肉を焼く
食というのはその国や地域の文化をよく表すものです。多分。
言葉にまでその国の食の特徴が表れていたりします。
broil, bake, grill, saute, toast, roast
最近はカタカナ語で使われてますが、これら全部、日本語で言うと「焼く」になります。toast(トースト)はパンを焼く時に使うので外すにしても、
broiled chicken, baked chicken, grilled chicken, roasted chicken, sauteed chicken...
これ全部日本語で言えば「焼いた鶏」ですよね。
何でいろいろ言い方があるんでしょうか。もちろん全て意味が違います。
ここで思うのが、「焼く」という料理法一つとってもこれだけの種類がある、というのは欧米の食肉文化がいかに彼らの奥の方まで根ざしているかを表してるんじゃないかってことなんです。
繰り返しになってしまいますが、食と言語は密接に関わってるというのを示すいい例ではないでしょうか。と思うんです。
saute (ソテー)はフランス語だ、というご指摘はあろうかと思いますが、日本語の「(肉を)焼く」にあまり多くの種類がないのは食肉が一般的になったのが割と最近だったからじゃないのかなぁ、とも思うのです。
アメリカで暮らし始めたときに、アパート(日本で言うマンション)に当然のようにオーブンがついていて、切り替えノブに broil と bake の表示があって、「何が違うんだ?」と思ったのを思い出します。
一方で、逆もありますよ。言葉というか名前ですけど、英語では基本的にキノコ全般を mushroom といいます。日本人はマッシュルームというとあの白くてピザのトッピングに使われている丸っこいキノコのことを指すと思ってますが、マッシュルーム=キノコです。

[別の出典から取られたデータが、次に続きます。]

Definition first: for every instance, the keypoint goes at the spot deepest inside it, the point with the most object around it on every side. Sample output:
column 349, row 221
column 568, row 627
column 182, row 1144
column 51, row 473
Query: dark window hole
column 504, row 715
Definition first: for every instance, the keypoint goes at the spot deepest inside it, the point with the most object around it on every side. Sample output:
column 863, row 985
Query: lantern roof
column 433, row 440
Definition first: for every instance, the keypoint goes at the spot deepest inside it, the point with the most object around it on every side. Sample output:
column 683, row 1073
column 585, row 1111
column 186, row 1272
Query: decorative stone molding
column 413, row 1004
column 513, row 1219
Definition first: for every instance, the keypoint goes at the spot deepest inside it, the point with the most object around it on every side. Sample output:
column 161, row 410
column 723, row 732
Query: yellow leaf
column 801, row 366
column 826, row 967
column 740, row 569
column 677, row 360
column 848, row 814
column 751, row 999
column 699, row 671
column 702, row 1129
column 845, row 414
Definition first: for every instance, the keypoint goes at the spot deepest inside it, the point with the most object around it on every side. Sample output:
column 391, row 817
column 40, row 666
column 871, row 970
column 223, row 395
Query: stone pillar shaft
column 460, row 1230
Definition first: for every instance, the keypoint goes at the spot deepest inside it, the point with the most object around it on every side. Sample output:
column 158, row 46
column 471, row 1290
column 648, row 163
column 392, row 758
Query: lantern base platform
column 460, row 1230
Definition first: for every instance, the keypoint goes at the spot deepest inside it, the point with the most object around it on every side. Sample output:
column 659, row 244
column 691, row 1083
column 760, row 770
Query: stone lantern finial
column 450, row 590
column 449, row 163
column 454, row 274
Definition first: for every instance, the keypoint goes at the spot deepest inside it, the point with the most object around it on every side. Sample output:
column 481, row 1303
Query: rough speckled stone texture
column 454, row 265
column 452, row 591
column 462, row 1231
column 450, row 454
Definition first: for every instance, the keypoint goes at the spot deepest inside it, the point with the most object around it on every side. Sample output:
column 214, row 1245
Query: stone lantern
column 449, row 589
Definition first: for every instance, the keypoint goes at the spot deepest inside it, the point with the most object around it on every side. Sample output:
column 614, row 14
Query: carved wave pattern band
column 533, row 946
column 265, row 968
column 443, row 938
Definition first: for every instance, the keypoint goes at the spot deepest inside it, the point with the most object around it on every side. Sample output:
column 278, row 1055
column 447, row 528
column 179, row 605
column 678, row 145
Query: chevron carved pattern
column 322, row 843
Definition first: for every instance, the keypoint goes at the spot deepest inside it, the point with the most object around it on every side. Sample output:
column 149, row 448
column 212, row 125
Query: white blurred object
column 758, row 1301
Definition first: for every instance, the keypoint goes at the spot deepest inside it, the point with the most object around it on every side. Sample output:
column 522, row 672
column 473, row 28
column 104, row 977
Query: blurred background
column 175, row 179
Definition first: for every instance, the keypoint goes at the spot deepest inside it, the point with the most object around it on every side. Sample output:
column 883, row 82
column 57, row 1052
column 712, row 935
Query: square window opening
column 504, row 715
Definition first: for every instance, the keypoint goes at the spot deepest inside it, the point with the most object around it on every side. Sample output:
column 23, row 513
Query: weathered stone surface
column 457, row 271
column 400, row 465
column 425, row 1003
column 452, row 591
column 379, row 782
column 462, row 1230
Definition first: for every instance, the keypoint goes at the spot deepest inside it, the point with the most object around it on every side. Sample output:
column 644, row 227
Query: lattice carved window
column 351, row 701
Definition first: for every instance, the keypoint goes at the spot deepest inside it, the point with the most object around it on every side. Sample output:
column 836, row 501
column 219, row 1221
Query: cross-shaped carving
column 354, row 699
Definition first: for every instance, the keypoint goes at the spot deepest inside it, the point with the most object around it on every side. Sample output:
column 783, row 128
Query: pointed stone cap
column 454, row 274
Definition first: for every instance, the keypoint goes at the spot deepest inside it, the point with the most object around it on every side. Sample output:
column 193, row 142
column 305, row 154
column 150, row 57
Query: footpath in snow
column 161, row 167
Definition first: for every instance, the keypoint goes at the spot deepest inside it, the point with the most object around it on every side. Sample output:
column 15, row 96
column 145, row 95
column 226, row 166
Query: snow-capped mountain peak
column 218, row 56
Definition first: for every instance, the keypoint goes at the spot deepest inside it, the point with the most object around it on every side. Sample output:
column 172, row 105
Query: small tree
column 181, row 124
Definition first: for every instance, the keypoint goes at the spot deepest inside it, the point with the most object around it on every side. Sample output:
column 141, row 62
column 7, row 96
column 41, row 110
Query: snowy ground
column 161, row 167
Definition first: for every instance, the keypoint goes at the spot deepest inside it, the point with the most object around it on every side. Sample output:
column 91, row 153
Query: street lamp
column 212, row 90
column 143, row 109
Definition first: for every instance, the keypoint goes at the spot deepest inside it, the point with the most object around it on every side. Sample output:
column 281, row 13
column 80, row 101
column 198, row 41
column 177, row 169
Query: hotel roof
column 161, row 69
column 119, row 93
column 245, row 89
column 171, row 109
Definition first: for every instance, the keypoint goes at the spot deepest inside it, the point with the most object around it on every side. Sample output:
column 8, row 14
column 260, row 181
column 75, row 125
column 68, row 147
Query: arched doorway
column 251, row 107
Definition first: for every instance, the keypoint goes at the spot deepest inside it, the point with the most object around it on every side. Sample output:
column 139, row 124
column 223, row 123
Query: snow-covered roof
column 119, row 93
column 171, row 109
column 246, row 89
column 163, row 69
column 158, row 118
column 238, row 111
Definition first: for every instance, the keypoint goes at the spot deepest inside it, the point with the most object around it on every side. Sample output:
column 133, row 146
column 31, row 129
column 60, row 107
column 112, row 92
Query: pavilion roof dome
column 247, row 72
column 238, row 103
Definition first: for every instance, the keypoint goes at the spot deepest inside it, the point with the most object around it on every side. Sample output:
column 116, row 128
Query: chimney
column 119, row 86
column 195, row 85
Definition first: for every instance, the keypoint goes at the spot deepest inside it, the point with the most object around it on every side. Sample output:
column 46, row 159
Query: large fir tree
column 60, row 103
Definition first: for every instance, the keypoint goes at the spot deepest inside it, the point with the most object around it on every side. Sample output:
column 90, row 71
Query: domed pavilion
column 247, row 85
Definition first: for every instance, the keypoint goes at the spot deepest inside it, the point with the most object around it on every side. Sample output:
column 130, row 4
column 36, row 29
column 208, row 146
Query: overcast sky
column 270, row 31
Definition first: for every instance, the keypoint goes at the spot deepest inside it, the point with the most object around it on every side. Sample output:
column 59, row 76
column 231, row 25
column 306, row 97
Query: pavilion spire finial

ですので、お母さんが「エノキとシイタケとマッシュルーム買ってきて」と言うのは「エノキとシイタケとキノコ買ってきて」と言ってるのと同じなんです。エノキもシイタケもキノコじゃん!みたいな。
話がそれてしまいましたが、シイタケは英語で shiitake mushroom で、エノキは enoki mushroom です。恐らくキノコを食べる習慣が向こうの人は浅いのではないかと思います。
海藻もそうです。これは「思います」ではなく「そうなんです」と断言します。彼らは海藻をほぼ食べません。なので海藻全般を seaweed と言います。ワカメもヒジキも全部 seaweed です。まぁ、ワカメもヒジキも海藻なんですが。敢えて区別しようとすると、wakame seaweed とか hijiki seaweed ですね。
ちなみに上述の「焼く」にあたる言葉を少し説明すると
broil (上からの直火で焼く)
bake(オーブンの熱で焼く)
roast (オーブン、又は直火で焼く)
grill (網焼き)
saute (フライパン焼き)
こんな感じですかね。雑だなしかし。
bakeとroastはなんかあまり違いがない気もしますよね。
他にも「焼く」という言葉はあるみたいですが、よろしければ調べてみてください。
締まりなく終わります。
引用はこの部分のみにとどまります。